Thursday 13 August 2015

Java SE 8 Optional, a pragmatic approach

The Optional classs in Java 8 is a useful tool to help developers manage data. But advice on how to use it varies. This is my take on one good approach to using Optional in Java 8.

Note that this article assumes you know what Optional is and how it works. See my previous article and other tutorials for more info. Also, be aware that Optional is a heavily argued topic, with some commentators liable to get rather too excited about its importance.

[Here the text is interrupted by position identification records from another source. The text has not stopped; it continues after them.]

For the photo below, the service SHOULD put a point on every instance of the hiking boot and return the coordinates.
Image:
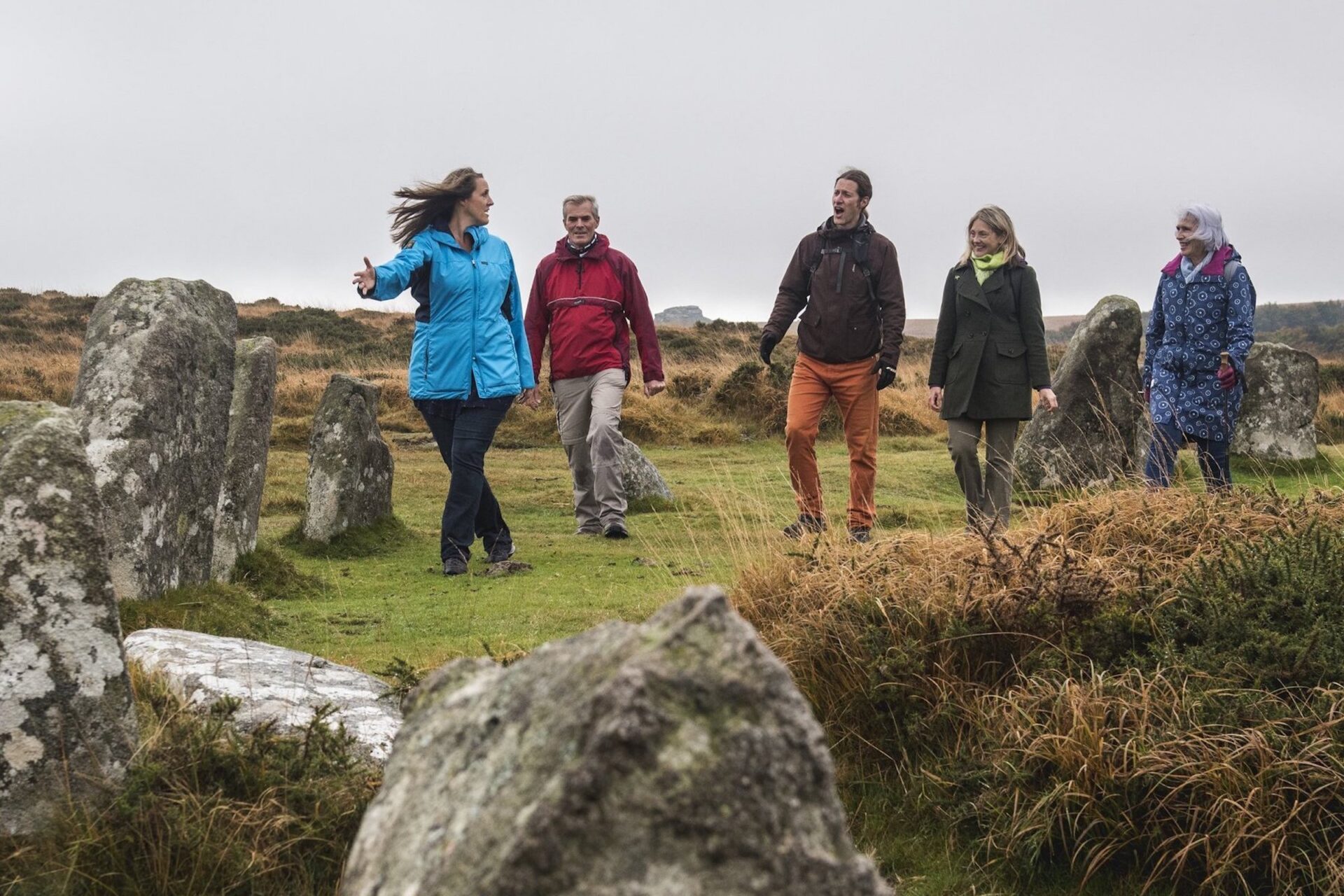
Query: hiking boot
(804, 524)
(500, 552)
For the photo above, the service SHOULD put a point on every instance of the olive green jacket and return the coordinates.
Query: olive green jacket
(990, 351)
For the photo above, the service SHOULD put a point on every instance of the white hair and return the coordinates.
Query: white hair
(1209, 225)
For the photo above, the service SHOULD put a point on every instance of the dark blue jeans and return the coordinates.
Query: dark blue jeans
(1161, 458)
(464, 431)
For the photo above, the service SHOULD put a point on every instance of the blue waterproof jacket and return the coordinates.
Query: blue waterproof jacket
(470, 326)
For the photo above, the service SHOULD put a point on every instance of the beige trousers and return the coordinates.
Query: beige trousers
(588, 413)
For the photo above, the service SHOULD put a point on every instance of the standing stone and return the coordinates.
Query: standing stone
(246, 453)
(67, 727)
(640, 477)
(668, 758)
(350, 468)
(1097, 433)
(1278, 413)
(155, 383)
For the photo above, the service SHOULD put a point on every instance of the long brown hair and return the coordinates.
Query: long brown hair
(997, 220)
(426, 203)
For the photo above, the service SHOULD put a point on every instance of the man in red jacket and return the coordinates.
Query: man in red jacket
(588, 296)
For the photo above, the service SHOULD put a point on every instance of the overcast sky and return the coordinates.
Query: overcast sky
(257, 146)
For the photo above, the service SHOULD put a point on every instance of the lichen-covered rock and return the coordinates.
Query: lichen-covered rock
(1098, 433)
(273, 684)
(67, 729)
(1277, 422)
(153, 388)
(350, 468)
(668, 758)
(245, 453)
(638, 476)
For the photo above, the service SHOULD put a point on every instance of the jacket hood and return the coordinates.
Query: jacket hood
(1215, 265)
(600, 248)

A pragmatic approach to Optional in Java 8

What follows is a specific approach to using Optional in Java 8 that I have found very useful. It should be considered that the approach has been developed in terms of writing a new application, rather than maintaining an existing one. There are five basic points:

  1. Do not declare any instance variable of type Optional.
  2. Use null to indicate optional data within the private scope of a class.
  3. Use Optional for getters that access the optional field.
  4. Do not use Optional in setters or constructors.
  5. Use Optional as a return type for any other business logic methods that have an optional result.

For example:

  public class Address {
    private final String addressLine;  // never null
    private final String city;         // never null
    private final String postcode;     // optional, thus may be null

    // constructor ensures non-null fields really are non-null
    // optional field can just be stored directly, as null means optional
    public Address(String addressLine, String city, String postcode) {
      this.addressLine = Preconditions.chckNotNull(addressLine);
      this.city = Preconditions.chckNotNull(city);
      this.postcode = postcode;
    }

    // normal getters
    public String getAddressLine() { return addressLine; }
    public String getCity() { return city; }

    // special getter for optional field
    public Optional<String> getPostcode() {
      return Optional.ofNullable(postcode);
    }

    // return optional instead of null for business logic methods that may not find a result
    public static Optional<Address> findAddress(String userInput) {
      return ... // find the address, returning Optional.empty() if not found
    }
  }

The first thing to notice about this users of our address API are protected from receiving null. Calling getAddressLine() or getCity() will always return a non-null value, as the address object cannot hold null in those fields. Calling getPostcode() will return an Optional<String> instance that forces callers to at least think about the potential for missing data. Finally, findPostcode() also returns an Optional. None of these methods can return null.

Within the object, the developer is still forced to think about null and manage it using != null checks. This is reasonable, as the problem of null is constrained. The code will all be written and tested as a unit (you do write tests don't you?), so nulls will not cause many issues.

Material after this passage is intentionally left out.